Dabei war der Vizekönig von Nubien noch nicht aus der Provinz Irem zurück.
Ramses erkannte den Hang der Menschen, das Wesentliche zu verdrängen, um sich so lange wie möglich in Illusionen zu wiegen. Die Wirklichkeit schien ihnen so wenig schmackhaft, daß sie sich mit Trugbildern überfütterten und dabei glaubten, alles abzuschütteln, was ihnen in die Quere kam. Der Mensch war ein Feigling und ein Frevler, und der Prinz schwor sich, niemals vor den Tatsachen zurückzuweichen, selbst wenn sie seinen Erwartungen nicht entsprachen. Wie der Nil würde er dem Fels die Stirn bieten und ihn bezwingen.
Am westlichen Rand des Lagers, wo die Wüste begann, kniete ein Mann und wühlte im Sand, als wollte er einen Schatz vergraben.
Ramses stutzte und ging auf ihn zu, das Schwert in der Hand.
»Was machst du da?«
»Still, mach keinen Lärm!« Die Stimme war kaum hörbar, doch fordernd.
»Antworte.«
Der Mann erhob sich.
»Herrje, wie töricht von dir! Du hast sie in die Flucht geschlagen.«
»Setaou! Du hast dich freiwillig gemeldet?«
»Natürlich nicht. – Ich bin sicher, in diesem Loch sitzt eine schwarze Kobra.«
Setaou in seinem wunderlichen Mantel mit den vielen Taschen sah in der Tat nicht aus wie ein Soldat.
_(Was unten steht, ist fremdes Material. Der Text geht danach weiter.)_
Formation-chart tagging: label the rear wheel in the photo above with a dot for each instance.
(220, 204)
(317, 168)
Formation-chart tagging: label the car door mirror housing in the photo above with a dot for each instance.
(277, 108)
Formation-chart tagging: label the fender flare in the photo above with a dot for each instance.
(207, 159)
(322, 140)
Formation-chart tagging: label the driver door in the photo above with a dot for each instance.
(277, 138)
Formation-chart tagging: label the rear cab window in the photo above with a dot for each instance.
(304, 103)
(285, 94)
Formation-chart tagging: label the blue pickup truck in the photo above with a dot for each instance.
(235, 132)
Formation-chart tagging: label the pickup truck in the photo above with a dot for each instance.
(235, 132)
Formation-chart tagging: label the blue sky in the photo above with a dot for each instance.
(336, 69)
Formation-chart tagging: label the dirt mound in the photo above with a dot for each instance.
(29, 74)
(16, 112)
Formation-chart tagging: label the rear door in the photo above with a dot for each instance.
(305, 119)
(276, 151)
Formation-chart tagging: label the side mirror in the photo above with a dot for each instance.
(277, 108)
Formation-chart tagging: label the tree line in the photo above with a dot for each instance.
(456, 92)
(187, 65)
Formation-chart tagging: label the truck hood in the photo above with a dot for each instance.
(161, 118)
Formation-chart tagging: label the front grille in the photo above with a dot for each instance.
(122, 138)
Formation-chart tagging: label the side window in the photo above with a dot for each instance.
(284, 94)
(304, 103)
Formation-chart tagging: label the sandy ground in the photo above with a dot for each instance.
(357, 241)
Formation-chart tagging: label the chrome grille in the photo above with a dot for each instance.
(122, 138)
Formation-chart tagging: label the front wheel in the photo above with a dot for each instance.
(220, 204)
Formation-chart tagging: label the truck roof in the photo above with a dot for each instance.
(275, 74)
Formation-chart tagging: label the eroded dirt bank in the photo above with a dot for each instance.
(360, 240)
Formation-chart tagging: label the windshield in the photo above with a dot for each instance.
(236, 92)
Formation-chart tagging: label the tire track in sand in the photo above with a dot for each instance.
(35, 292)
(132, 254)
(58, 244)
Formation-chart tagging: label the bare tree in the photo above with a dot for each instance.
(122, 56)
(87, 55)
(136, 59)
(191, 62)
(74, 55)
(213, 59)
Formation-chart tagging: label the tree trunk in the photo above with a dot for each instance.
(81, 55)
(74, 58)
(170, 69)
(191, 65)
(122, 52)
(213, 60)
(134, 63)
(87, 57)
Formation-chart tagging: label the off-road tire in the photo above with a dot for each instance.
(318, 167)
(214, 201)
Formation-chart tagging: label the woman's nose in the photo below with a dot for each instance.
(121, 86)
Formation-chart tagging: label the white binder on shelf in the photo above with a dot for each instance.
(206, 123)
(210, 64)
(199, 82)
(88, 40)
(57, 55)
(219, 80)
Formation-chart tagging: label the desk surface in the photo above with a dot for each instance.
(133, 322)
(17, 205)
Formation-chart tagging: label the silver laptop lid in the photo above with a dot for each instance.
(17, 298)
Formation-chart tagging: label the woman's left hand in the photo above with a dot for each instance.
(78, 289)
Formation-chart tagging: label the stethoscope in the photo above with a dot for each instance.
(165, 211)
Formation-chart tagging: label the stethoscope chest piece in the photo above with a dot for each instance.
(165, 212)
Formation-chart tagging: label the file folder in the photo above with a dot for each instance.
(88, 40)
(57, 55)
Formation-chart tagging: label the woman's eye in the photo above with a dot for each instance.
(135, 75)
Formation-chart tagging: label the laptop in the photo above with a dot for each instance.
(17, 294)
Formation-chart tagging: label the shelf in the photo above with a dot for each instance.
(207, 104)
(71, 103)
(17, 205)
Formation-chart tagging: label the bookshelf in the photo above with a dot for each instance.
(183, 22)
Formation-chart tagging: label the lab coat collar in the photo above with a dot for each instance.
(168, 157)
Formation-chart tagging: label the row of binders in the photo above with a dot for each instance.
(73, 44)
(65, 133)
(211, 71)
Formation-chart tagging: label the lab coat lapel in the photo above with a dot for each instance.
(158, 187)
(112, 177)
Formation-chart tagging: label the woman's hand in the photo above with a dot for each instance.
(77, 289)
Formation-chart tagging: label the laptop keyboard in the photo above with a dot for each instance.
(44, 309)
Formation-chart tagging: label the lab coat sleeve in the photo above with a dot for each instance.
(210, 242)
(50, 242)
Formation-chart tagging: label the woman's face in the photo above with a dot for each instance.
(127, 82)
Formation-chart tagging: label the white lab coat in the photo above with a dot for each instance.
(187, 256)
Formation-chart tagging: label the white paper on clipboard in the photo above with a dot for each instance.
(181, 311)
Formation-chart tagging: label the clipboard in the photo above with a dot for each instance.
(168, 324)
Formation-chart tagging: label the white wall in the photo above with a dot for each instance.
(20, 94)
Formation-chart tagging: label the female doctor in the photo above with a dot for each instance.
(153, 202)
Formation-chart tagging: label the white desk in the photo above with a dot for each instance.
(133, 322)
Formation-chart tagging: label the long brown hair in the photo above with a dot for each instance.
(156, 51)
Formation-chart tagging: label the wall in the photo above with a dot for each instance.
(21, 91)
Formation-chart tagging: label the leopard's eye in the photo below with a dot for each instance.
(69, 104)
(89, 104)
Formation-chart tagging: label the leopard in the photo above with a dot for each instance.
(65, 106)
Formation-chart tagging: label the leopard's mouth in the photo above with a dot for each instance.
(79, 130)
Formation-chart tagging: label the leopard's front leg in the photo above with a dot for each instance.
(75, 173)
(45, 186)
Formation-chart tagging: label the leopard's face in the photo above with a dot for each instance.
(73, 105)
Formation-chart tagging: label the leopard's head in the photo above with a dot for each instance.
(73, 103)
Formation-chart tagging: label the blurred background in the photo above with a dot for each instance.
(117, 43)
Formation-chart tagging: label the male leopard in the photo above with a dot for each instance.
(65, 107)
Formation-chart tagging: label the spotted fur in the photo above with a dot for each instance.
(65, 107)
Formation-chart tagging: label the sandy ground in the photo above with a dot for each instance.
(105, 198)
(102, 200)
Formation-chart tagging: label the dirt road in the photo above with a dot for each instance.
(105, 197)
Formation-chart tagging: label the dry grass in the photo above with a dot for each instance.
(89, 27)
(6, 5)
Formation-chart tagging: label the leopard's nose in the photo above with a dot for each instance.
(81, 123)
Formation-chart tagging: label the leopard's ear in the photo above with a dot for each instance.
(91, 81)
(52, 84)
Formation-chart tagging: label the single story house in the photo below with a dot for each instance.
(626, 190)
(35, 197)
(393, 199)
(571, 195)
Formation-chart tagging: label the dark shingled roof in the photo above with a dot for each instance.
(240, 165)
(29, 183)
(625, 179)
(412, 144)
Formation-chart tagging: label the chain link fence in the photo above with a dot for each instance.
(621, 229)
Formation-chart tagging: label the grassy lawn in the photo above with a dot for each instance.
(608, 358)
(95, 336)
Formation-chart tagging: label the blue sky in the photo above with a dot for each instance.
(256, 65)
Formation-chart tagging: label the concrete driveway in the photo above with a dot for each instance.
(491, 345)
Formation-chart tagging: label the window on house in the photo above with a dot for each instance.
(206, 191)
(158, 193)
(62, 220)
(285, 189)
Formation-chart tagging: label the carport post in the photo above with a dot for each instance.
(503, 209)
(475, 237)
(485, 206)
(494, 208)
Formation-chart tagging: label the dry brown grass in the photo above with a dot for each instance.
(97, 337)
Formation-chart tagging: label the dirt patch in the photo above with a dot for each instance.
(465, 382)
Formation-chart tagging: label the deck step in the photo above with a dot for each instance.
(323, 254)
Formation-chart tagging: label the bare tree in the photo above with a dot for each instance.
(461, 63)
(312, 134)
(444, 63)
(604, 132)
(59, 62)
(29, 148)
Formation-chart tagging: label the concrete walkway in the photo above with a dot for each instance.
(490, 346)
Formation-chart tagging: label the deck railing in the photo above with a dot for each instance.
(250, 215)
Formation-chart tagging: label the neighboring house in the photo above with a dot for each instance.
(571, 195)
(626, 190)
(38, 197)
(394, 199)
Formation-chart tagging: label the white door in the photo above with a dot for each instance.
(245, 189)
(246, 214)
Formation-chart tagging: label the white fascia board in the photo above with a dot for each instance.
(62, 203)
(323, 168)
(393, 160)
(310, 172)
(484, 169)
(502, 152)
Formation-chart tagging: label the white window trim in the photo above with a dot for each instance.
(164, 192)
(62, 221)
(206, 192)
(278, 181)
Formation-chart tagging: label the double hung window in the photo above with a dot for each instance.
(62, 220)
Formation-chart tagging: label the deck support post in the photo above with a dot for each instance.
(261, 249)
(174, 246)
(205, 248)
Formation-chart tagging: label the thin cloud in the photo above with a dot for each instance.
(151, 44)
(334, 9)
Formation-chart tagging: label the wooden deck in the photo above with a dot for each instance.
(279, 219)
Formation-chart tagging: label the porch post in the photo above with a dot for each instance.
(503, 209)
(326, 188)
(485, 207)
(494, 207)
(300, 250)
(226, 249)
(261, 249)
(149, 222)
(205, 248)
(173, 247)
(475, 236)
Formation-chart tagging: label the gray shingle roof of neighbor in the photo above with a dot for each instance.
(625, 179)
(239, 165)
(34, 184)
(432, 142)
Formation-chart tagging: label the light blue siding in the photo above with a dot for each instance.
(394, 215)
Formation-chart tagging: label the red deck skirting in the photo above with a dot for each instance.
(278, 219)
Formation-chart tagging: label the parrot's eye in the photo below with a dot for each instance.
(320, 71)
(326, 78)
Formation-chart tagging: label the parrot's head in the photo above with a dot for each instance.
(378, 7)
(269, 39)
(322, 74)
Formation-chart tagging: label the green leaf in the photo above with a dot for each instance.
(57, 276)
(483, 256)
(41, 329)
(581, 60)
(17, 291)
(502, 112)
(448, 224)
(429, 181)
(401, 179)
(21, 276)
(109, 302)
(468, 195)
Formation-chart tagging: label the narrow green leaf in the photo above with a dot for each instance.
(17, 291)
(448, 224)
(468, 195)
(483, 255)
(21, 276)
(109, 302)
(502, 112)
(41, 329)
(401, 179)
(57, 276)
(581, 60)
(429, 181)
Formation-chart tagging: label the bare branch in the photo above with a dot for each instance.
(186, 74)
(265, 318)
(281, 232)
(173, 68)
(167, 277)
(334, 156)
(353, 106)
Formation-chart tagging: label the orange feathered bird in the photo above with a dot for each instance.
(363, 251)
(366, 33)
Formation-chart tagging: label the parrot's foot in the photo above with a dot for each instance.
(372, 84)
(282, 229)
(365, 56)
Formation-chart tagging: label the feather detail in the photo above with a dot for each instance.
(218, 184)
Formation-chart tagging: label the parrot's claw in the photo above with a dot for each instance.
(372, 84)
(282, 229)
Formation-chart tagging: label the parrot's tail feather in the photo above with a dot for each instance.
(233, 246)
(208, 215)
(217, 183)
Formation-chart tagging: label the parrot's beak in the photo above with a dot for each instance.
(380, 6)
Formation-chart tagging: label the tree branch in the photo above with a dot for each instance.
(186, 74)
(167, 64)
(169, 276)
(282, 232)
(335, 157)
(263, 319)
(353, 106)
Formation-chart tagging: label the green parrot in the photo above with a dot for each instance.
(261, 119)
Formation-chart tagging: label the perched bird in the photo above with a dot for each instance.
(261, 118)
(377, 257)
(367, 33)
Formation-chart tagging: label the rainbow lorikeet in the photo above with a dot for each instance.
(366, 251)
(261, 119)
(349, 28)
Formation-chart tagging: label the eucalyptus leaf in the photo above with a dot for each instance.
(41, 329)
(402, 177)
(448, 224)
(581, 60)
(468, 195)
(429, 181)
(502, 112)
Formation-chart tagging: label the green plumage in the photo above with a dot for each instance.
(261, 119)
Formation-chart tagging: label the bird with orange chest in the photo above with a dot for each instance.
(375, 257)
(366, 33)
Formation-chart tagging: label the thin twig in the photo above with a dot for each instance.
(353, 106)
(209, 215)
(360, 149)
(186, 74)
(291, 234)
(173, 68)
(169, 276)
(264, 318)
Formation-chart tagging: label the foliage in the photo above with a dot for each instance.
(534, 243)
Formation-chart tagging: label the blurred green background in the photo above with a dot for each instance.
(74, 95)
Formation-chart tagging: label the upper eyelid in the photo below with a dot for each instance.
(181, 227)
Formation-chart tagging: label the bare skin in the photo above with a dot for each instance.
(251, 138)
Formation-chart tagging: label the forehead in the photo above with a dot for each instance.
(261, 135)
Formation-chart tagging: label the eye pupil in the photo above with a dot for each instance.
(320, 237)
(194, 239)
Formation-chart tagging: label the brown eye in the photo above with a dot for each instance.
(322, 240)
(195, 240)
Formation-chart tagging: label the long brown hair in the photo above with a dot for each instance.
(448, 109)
Die dunkle Haut war schlecht rasiert, und das schwarze Haar schimmerte im Mondlicht.
»Laut Aussage erfahrener Magier ist das Gift nubischer Schlangen von außergewöhnlicher Beschaffenheit. Eine Expedition wie diese war mir ein willkommener Anlaß!«
»Und die Gefahr? Es geht um einen Feldzug!«
»Von Blutrünstigkeit kann ich noch nichts erkennen. Diese Esel von Soldaten schlagen sich den Bauch voll und besaufen sich. Im Grunde ist das ja auch das ungefährlichste.«
»Diese Ruhe wird nicht von Dauer sein.«
»Weißt du das gewiß, oder ist das eine Weissagung?«
»Glaubst du etwa, der Pharao hätte so viele Männer nur um einer Parade willen verschifft?«
»Mir soll das gleich sein, solange ich nur Schlangen fangen darf. Ihre Farben sind prachtvoll! Anstatt töricht dein Leben aufs Spiel zu setzen, solltest du lieber mit mir in die Wüste ziehen.«
»Ich unterstehe dem Befehl meines Vaters.«
»Und ich bin ein freier Mann.«
Setaou legte sich nieder und schlief auch sofort ein. Er war der einzige Ägypter, der die nächtlichen Streifzüge der Reptilien nicht fürchtete.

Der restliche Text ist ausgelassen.